2014-02-13T11:23:15.145Z cpu0:3980)WARNING: IOMMUIntel: 2371: IOMMU context entry dump for 00:02.0 Ctx-Hi = 0x101 Ctx-Lo = 0x10d681003

lspci | grep ’00:02.0 ‘ shows that this is the integrated Intel GPU (which I’m obviously not doing PCI Passthrough on).

So

  • ESXi 5.5 panics when using Intel AMT VNC
  • ESXi 5.1 handles Intel AMT VNC semi-gracefully and only spams the kernel log with dozens of messages per second
  • ESXi 5.0 worked fine (if I remember correctly)

I have no idea what VMware is doing there. From all I can tell, out-of-band management like Intel AMT should be completely invisible to the OS.

Note that this is on a Sandy Bridge generation machine with an Intel C206 chipset and a Xeon E3-1225. The Q67 chipset is almost identical to the C206, so I expect it to occur there as well. Newer chipsets hopefully behave better, perhaps even newer firmware versions help.

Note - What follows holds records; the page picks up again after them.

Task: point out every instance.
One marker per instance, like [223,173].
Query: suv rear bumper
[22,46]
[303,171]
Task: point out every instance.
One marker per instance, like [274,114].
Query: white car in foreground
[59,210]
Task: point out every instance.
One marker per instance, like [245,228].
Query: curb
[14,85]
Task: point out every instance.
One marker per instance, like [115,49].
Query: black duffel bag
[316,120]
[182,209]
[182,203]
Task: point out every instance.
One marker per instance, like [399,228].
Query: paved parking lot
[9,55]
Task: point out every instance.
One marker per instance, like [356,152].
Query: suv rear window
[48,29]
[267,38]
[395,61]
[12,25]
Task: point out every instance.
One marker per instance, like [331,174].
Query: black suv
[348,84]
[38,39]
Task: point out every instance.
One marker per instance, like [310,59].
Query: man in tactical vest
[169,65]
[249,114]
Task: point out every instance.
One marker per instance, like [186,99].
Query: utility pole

Update November 2014: I just upgraded to the latest version, ESXi 5.5u2-2143827, and it’s working again. I still get the dmesg spam, but the PSODs are gone. These are the kernel messages I’m seeing now while connected via Intel AMT VNC:

2014-11-29T11:17:25.516Z cpu0:32796)WARNING: IOMMUIntel: 2493: IOMMU context entry dump for 0000:00:02.0 Ctx-Hi = 0x101 Ctx-Lo = 0x10ec22001
2014-11-29T11:17:25.516Z cpu0:32796)WARNING: IOMMU: 1652: IOMMU Fault detected for 0000:00:02.0 (unnamed) IOaddr: 0x5dc5aa000 Mask: 0xc Domain: 0x41089f1eb400
2014-11-29T11:17:25.516Z cpu0:32796)WARNING: IOMMUIntel: 2436:  DMAR Fault IOMMU Unit #0: R/W=R, Device 0000:00:02.0 Faulting addr = 0x5dc5aa000 Fault Reason = 0x0c -> Reserved fields set in PTE actively set for Read or Write.

So basically, Intel AMT VNC is now usable again.

Update August 2015: ESXi 6.0 still spams the logs, no change over ESXi 5.5.